Pam’s connections to the mission of sustainability are seemingly unsustainable for people of normal energy levels, but Pam Mount operates with an unlimited supply of energy. We should harness it and sell it as an alternative fuel. She is chairman and founding member of Sustainable Lawrence; member and founding member of the Lawrence-Hopewell Trail Inc.; vice chair of the Mayors’ Committee for a Green Future of the New Jersey League of Municipalities; board member and former chair of the New Jersey Agricultural Society; chair of Farmers Against Hunger of the New Jersey Agricultural Society; member of the New Jersey Department of Environmental Protection Clean Air Council, and board member of New Jersey Future.
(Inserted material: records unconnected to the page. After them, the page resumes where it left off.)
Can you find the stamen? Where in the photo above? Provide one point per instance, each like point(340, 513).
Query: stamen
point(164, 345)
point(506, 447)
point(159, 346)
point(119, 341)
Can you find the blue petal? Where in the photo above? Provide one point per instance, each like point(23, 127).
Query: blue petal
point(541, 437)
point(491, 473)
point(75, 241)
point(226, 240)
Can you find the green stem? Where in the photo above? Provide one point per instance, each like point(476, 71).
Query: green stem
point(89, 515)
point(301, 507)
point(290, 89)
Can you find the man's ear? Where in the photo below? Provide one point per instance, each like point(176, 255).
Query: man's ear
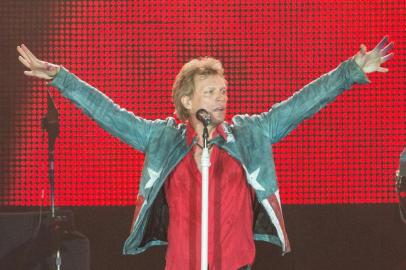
point(186, 102)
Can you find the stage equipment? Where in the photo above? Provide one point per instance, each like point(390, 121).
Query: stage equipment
point(27, 241)
point(203, 116)
point(401, 185)
point(50, 124)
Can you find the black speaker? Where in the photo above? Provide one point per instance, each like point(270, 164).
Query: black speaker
point(29, 240)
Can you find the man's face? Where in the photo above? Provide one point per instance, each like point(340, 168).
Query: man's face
point(210, 94)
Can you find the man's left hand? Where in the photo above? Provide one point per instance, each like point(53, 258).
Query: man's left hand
point(371, 61)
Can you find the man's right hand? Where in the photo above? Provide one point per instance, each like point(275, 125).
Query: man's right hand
point(39, 69)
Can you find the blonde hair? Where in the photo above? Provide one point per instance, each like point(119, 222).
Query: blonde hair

Pam made a most significant contribution to New Jersey’s sustainability scene in February 2009 through her work for the Mayors’ Committee for a Green Future. The Mayors’ Committee was the inspiration behind the official launch of SustainableJersey, a certification program for municipalities that want to go green, save money, and take steps to sustain their quality of life over the long term.
Essentially, SustainableJersey provides municipalities with a tool kit and a road map to sustainability. In New Jersey, 67 communities are certified, including Lawrence Township, West Windsor Township, Montgomery Township, Hopewell Township, Hillborough Township, and Franklin Township. Some 325 communities are registered in the program and working towards certification, including Princeton Borough, Princeton Township, Plainsboro Township, Hopewell Borough, Pennington Borough, South Brunswick Township, and Rocky Hill Borough.
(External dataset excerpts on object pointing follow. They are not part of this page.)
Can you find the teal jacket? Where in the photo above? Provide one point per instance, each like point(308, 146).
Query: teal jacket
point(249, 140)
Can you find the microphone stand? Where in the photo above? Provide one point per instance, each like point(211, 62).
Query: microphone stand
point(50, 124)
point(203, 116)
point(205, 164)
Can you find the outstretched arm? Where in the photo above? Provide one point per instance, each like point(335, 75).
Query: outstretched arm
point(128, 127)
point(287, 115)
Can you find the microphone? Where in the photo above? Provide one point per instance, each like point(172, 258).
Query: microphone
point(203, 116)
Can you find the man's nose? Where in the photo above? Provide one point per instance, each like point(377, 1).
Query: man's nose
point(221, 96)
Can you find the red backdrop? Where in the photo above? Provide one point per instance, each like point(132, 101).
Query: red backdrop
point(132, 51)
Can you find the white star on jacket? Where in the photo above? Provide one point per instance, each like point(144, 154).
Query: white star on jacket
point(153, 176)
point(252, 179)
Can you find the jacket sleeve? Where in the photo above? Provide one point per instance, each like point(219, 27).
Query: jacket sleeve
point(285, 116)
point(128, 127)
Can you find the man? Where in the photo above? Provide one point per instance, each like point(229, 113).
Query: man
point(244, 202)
"This initiative in New Jersey has major ramifications for the future of the entire nation. Did you know that one-tenth of the entire population of this country lives within 75 miles of Princeton? We have to be the leaders and set the example for the nation," Pam Mount said.
And Pam is leading as though she were the Pied Piper for sustainability. Last winter, in the middle of a blizzard, when Pam Hersh was probably sitting at her computer deleting her spam, Pam Mount was hosting a conference at The Lawrenceville School that attracted about 200 people who refused to be thwarted by the weather. Frozen ground notwithstanding, the conference attendees planted the seed for Sustainable Lawrence that led the effort to make Lawrence a SustainableJersey-certified community.
"People and often governing officials assume that sustainability programs cost money," Pam said. "In fact, the opposite is true. It costs money not to be sustainable."